What Are KYC and AML? Why Are These So Important in Cryptocurrencies?
Cryptocurrencies have become one of the most talked about subjects in the financial sector. But in spite of their advantages and revolutionary innovations, it does not come without its criminals and illicit activities. Since the beginning of 2017, governments from all across the world have been drawing up regulation for this market sector. The majority of these efforts have been revolving around the implementation of KYC and AML regulations.
What are KYC and AML?
KYC is the abbreviation for “Know Your Customer.” The process involves getting relevant information regarding the identity of the customers of a service. The platform that offers the service will require all customers to submit appropriate identification documents such as photo IDs, bank accounts, credit card information, residential address, bills, invoices, etc.
KYC is mainly used to ensure that only qualified people have access to use a certain service. This is done so that minors, undocumented immigrants, or people with criminal histories are prevented from using the service.
It also creates a database of information which law enforcement can use in their investigations in the case of some future criminal activity. KYC is an essential part which is integrated into many online platforms, like those used for gambling and forex trading.
AML comes from “Anti Money Laundering.” AML consists of a variety of regulations which are implemented in order to prevent income being generated through illegal and illicit transactions. It is obligatory for government and financial institutions to develop a regulatory framework which hinders criminals from converting money resulted from illegal operations into legitimate assets. The mainstream financial ecosystem features numerous checks and balances that are designed to prevent money laundering.

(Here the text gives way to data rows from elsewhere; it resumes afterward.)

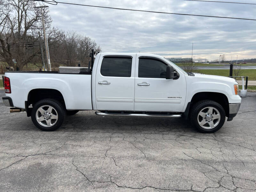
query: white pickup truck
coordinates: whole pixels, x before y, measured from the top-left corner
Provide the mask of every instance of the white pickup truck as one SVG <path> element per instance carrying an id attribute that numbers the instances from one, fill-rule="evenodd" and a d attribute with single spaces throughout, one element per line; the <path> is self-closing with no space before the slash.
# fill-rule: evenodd
<path id="1" fill-rule="evenodd" d="M 226 117 L 232 120 L 240 108 L 238 85 L 232 78 L 188 73 L 155 55 L 94 57 L 94 67 L 92 62 L 92 69 L 78 73 L 6 72 L 4 103 L 15 107 L 11 112 L 26 111 L 45 131 L 59 127 L 66 115 L 96 110 L 103 116 L 183 116 L 199 131 L 212 133 Z"/>

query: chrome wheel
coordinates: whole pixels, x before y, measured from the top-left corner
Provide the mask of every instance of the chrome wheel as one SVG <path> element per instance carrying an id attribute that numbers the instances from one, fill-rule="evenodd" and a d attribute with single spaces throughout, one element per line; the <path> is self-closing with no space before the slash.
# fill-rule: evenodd
<path id="1" fill-rule="evenodd" d="M 44 127 L 51 127 L 58 119 L 58 114 L 54 108 L 50 105 L 43 105 L 39 108 L 36 113 L 37 122 Z"/>
<path id="2" fill-rule="evenodd" d="M 197 121 L 199 125 L 207 129 L 214 128 L 218 125 L 220 121 L 220 112 L 212 107 L 204 108 L 197 116 Z"/>

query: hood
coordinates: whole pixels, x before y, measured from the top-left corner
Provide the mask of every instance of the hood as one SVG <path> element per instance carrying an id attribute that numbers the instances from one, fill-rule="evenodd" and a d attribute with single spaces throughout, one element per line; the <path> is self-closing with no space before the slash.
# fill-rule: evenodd
<path id="1" fill-rule="evenodd" d="M 200 74 L 200 73 L 194 73 L 195 76 L 198 77 L 202 77 L 205 78 L 210 79 L 218 79 L 223 81 L 228 81 L 232 82 L 236 82 L 233 78 L 228 77 L 224 77 L 224 76 L 220 76 L 217 75 L 205 75 L 204 74 Z"/>

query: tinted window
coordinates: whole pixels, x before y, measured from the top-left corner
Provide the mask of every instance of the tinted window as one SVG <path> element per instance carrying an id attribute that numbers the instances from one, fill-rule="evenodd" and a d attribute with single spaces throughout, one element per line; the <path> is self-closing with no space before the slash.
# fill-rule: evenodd
<path id="1" fill-rule="evenodd" d="M 132 60 L 131 58 L 124 57 L 104 57 L 100 73 L 107 76 L 130 77 Z"/>
<path id="2" fill-rule="evenodd" d="M 140 59 L 139 61 L 139 77 L 165 78 L 166 65 L 159 60 Z"/>

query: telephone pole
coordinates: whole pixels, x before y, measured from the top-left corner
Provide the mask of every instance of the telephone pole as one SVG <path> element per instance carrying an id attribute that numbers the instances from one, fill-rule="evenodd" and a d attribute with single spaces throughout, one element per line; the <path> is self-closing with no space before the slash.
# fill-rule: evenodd
<path id="1" fill-rule="evenodd" d="M 44 13 L 43 12 L 43 8 L 44 7 L 48 7 L 49 6 L 40 6 L 36 7 L 35 8 L 40 8 L 41 9 L 41 14 L 42 17 L 42 22 L 43 23 L 43 28 L 44 30 L 44 46 L 45 49 L 45 54 L 46 55 L 46 60 L 47 61 L 48 70 L 51 71 L 52 69 L 51 68 L 51 62 L 50 62 L 50 57 L 49 55 L 49 50 L 48 49 L 48 42 L 47 40 L 47 36 L 46 35 L 46 30 L 45 27 L 44 25 Z"/>
<path id="2" fill-rule="evenodd" d="M 238 55 L 236 55 L 236 65 L 237 65 L 237 56 L 238 56 Z"/>
<path id="3" fill-rule="evenodd" d="M 44 65 L 44 52 L 43 51 L 43 46 L 42 46 L 42 42 L 41 42 L 41 33 L 40 32 L 38 32 L 38 34 L 39 35 L 39 42 L 40 43 L 40 49 L 41 50 L 41 57 L 42 58 L 42 64 L 43 64 L 44 70 L 45 71 L 45 66 Z"/>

KYC and AML make up a big part of the efforts used in the regulation process of the cryptocurrency industry. With billions of dollars entering the market from various sources, government and financial institutions feel compelled to monitor the space more closely.
As ICOs have increased both in popularity and number, regulators have also been paying more attention to them. Now there is a certain level of KYC and AML required for all coin offerings.
KYC and AML regulations, however, are in contradiction with the core philosophies on which blockchain– the underlying technology of cryptocurrencies- was built on; that philosophy being anonymity. By this principle, cryptocurrency transactions should be anonymous and untraceable which causes a lot of issues for regulators as there are worries that criminals could take advantages of their system.
ML/TF is a commonly used term by cryptocurrency opponents when presenting arguments against the system. ML/TF comes from “Money Laundering/Terrorist Funding.” If money transfers cannot be traced, this could be potentially disastrous to the financial and national security of any country. Because of this, it has become common for governments in certain countries to start cracking down on the cryptocurrency market. While this approach is different for each country, the basic idea is the same: to strip crypto transactions from their anonymity.
The Implementations Made by Now
In 2014, Charlie Shrem, a prominent name in the blockchain and cryptocurrency industry received a two- year prison sentence for being involved in money laundering and tax evasion schemes. Charlie Shrem’s alleged wrongdoings were in connection to the notorious Silk Road darknet marketplace. The accusation was that he helped Robert Faiella to launder $1 million worth of Bitcoin which was subsequently used to acquire several illegal and illicit articles. Shrem was also indicted for not reporting suspicious activities which took place on his cryptocurrency exchange platform, BitInstant.
South Korea, the United States, the United Kingdom, and the European Union have also integrated KYC and AML procedures in all of their cryptocurrency regulatory systems. The European Parliament together with the European Central Bank decided in 2017 that sturdy KYC and AML rules have to be introduced into the crypto market. The ruling is presently being approved by the various member nations. Countries including France, South Korea, the United States, and even Japan have all implemented enhancements to the KYC and AML procedures in effect in the crypto markets of their respective nations.
As more and more countries are starting to implement a regulatory framework for cryptocurrency exchanges, wallet services, and other blockchain businesses, they will all have to comply to the KYC and AML standards if they want to operate legally.